A crueldade é momentânea, um
lapso. Melhor absorver a delicadeza de Chico Buarque e entender Elizeth como a "mãe de todas as cantoras do Brasil". A definição está no
encarte do último disco da Divina,
"Todo o Sentimento", que ela não
pôde ver lançado por causa do câncer que a matou em 1990.
Hoje, às 19h30, o Instituto Moreira Salles realiza no Rio homenagem
aos 90 anos de Elizeth, completados na última sexta-feira.

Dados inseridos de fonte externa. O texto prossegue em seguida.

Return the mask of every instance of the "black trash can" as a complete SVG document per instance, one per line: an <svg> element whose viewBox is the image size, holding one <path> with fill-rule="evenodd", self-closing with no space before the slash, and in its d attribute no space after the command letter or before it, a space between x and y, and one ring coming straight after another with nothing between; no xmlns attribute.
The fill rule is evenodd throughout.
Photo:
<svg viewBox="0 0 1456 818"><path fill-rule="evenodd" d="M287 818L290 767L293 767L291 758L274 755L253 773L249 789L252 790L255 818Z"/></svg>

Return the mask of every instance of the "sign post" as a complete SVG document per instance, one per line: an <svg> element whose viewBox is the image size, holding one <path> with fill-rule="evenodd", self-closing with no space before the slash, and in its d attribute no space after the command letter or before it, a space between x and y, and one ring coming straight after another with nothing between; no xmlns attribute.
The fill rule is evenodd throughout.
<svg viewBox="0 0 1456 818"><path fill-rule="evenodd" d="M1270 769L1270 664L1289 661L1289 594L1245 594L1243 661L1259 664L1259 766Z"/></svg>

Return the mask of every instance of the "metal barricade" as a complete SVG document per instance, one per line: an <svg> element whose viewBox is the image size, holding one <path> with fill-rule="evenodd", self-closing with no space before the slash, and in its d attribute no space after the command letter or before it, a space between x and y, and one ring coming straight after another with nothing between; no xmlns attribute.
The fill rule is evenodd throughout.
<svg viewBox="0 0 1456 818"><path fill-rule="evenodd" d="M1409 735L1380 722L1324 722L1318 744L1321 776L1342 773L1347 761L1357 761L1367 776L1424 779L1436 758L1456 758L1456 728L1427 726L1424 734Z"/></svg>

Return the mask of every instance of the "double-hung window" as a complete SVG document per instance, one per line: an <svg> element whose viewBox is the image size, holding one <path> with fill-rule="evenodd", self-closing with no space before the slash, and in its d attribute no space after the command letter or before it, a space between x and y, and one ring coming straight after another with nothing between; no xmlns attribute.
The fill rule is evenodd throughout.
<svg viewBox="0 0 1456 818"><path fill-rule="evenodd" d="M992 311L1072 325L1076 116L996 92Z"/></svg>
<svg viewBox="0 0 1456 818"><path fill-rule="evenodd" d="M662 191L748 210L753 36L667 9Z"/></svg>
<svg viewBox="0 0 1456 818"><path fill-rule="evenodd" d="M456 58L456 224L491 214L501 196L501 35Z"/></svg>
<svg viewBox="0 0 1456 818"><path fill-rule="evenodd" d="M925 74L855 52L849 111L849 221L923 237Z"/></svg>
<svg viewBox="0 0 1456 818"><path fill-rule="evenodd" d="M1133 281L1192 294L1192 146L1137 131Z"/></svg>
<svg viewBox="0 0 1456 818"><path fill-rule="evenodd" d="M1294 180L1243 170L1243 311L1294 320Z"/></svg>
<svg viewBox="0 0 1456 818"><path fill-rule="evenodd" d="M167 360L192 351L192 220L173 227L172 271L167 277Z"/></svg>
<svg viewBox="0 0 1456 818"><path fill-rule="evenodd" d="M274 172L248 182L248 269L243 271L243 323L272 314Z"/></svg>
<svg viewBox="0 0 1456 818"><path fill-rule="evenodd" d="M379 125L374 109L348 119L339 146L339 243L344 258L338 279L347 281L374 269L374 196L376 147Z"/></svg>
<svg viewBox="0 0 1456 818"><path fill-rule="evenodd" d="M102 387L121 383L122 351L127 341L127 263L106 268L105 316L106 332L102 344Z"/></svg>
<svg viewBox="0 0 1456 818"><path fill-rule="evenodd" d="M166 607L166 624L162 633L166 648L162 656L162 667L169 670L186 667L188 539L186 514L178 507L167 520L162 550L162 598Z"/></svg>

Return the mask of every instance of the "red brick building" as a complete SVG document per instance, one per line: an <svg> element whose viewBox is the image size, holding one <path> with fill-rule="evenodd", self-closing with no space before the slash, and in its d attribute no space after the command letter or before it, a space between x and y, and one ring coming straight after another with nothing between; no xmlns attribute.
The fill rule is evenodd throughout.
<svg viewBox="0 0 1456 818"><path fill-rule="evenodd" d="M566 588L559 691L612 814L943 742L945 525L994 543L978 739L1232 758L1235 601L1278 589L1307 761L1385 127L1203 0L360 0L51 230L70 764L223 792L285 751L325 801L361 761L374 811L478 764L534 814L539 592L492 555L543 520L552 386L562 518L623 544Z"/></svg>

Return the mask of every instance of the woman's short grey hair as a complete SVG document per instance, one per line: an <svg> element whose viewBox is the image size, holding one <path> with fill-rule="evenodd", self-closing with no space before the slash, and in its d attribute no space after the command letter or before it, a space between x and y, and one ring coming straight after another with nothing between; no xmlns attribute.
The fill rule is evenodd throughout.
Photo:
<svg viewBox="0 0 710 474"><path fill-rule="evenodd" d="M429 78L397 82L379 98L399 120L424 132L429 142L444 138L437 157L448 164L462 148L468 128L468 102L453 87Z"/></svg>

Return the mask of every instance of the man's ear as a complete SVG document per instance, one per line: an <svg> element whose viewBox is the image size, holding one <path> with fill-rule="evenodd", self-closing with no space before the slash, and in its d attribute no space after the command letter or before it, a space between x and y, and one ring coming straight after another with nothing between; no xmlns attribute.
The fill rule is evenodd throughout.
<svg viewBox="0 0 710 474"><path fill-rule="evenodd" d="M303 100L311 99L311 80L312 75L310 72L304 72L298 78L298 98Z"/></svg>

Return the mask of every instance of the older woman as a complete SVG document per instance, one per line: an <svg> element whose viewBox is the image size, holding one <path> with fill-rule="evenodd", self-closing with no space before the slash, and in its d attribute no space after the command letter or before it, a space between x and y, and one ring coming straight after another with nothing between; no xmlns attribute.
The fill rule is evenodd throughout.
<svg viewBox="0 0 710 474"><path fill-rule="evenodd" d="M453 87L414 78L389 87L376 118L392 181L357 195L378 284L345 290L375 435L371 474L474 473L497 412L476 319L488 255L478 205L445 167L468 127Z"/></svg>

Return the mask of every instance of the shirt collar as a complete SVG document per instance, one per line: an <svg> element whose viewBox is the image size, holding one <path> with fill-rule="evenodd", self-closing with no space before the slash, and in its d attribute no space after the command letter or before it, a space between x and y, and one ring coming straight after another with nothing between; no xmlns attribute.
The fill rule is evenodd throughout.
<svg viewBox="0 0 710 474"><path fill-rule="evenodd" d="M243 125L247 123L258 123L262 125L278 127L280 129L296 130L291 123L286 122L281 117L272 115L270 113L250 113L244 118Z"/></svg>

Ao lado
do violonista Bilinho Teixeira, Áurea Martins cantará "Meiga Presença", "Canção de Amor", "Barracão"
e outras que a amiga eternizou.
A apresentação é uma janela
aberta para um relacionamento
que se tornará público em 2011. A
instituição concluirá até o próximo
ano a catalogação do acervo da
cantora, com cerca de 360 "suportes sonoros" (fitas, LPs, CDs), 1.400
fotografias e 450 documentos (manuscritos, agendas, cartas etc.). A
consulta será possível por internet.
Entre as preciosidades do acervo
está o primeiro show dela no Canecão, em 1971, inédito em disco. Ela é
acompanhada de orquestra, coro e
ainda narra passagens de sua vida,
como quando era uma dancing girl
de poucos clientes.
Amores teve muitos. No final da
vida, lamentava ao amigo Herminio Bello de Carvalho que a sorte já
não fosse a mesma: "Não tenho
nem quem me mande à merda".
No encerramento do show do Canecão, Elizeth agradecia a todos.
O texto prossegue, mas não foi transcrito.